Les investissements rentables (comme les ENR) peuvent être financés par des fonds privés, ce n’est bien sûr pas le cas des investissements non rentables (dépenses d’infrastructure, d’accompagnement pour une transition juste,..).

Les investissements non rentables mais bons pour le climat, ne peuvent être financés qu’au moyen de fonds publics ou un mix de fonds privés/fonds publics (avec prépondérance de fonds publics).

Le meilleur outil pour le faire serait d’introduire un prix du carbone sur toutes les émissions mondiales de carbone fossile.

Comme lors des chocs pétroliers, cela renchérirait l’usage des énergies pétro-gazières et freinerait leur consommation. Mais contrairement au libre jeu du marché, les recettes additionnelles n’iraient plus élargir la rente des producteurs.

Elles seraient prélevées par les États, pourraient être redistribuées vers les pays moins avancés et utilisées pour accélérer l’investissement dans le bas carbone et assurer l’accès à l’énergie des plus vulnérables.

La probabilité pour qu’un tel système soit adopté à la COP de Dubai est voisine de zéro ! La taxation du carbone n’a pas bonne presse chez les politiques, particulièrement chez ceux qui dirigent les économies rentières.

La clé de la baisse des émissions est bien dans le désinvestissement des actifs carbonés. Alors que le changement climatique ne cesse de s’amplifier, les entreprises promettent de développer la technologie du captage de carbone et le climato scepticisme continue de prospérer.

Rassemblés au sein de lobbys tout-puissants et parfois concurrents, ces entreprises de « l’économie de la mort » font bloc pour entraver la lutte contre le réchauffement climatique.

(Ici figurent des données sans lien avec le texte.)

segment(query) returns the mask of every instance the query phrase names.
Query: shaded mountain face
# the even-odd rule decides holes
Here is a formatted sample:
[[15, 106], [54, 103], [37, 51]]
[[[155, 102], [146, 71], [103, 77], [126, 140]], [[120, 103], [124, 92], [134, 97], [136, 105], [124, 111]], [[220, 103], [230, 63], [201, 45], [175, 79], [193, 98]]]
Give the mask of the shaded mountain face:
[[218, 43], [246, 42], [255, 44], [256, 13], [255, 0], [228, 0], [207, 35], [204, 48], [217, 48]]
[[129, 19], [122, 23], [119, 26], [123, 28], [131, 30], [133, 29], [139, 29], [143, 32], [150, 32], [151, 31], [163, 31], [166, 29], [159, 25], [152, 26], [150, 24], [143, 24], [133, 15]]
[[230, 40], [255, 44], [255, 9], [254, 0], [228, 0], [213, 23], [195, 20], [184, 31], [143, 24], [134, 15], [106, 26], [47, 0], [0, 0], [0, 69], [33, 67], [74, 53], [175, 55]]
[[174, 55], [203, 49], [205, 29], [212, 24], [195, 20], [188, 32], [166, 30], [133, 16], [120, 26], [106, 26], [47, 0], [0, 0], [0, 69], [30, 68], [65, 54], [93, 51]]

En usant des mêmes méthodes : mobiliser des experts (et des chercheurs) dont la mission est de semer le doute ; financer des associations, des fondations, aux doux noms, comme l’Americans for Prosperity ou Clean Skies ; cibler les politiques élus dans des États très dépendants des hydrocarbures, …

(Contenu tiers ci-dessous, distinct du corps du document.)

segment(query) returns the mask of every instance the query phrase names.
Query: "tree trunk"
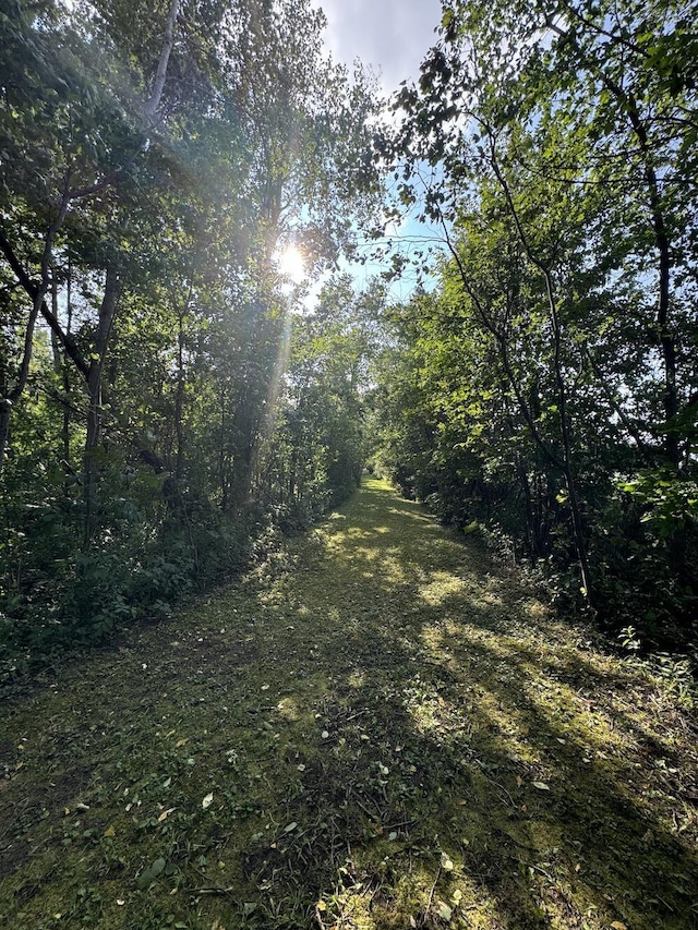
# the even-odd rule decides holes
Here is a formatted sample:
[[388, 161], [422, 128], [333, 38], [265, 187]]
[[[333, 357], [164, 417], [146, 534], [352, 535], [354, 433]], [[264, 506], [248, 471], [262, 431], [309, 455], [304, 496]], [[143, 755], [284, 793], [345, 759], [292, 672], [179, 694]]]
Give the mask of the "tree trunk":
[[85, 502], [85, 533], [84, 548], [88, 548], [97, 530], [97, 487], [99, 484], [99, 464], [97, 447], [101, 435], [101, 372], [109, 346], [109, 336], [121, 297], [122, 285], [113, 266], [107, 268], [105, 293], [99, 307], [97, 334], [87, 374], [87, 433], [85, 436], [84, 454], [84, 502]]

L’accord trouvé en amont des négociations n’augure rien de bon pour la suite des discussions. La COP 28, (présidée par le Sultan al-Jaber, PDG du géant pétrolier ADNOC, la principale compagnie pétrolière des Émirats arabes unis), exacerbe la colère avant même de démarrer.

Les pays du Sud restent majoritairement, dubitatifs quant à la sincérité de l’engagement des pays du Nord

La question de la solidarité entre les pays du Nord et les pays du Sud face au changement climatique sera l’un des grands sujets discutés lors de cette COP (avec la transition énergétique et le bilan de l’Accord de Paris). Le mécanisme de « pertes et dommages » n’est toujours pas opérationnel.

Les pays du Sud restent majoritairement, dubitatifs quant à la sincérité de l’engagement des pays du Nord. En 2009, ces derniers avaient promis 100 milliards de dollars par an, pour les aider à lutter face au changement climatique.  Cet objectif n’a pas été atteint une seule fois depuis.

Les résultats de ces sommets annuels sont très mitigés.  On se donne des objectifs de baisse d’émissions à long terme, sans parler sérieusement des moyens à mettre en œuvre pour faire baisser les émissions :  évolution des bouquets énergétiques, sortie des énergies fossiles, problèmes technologiques…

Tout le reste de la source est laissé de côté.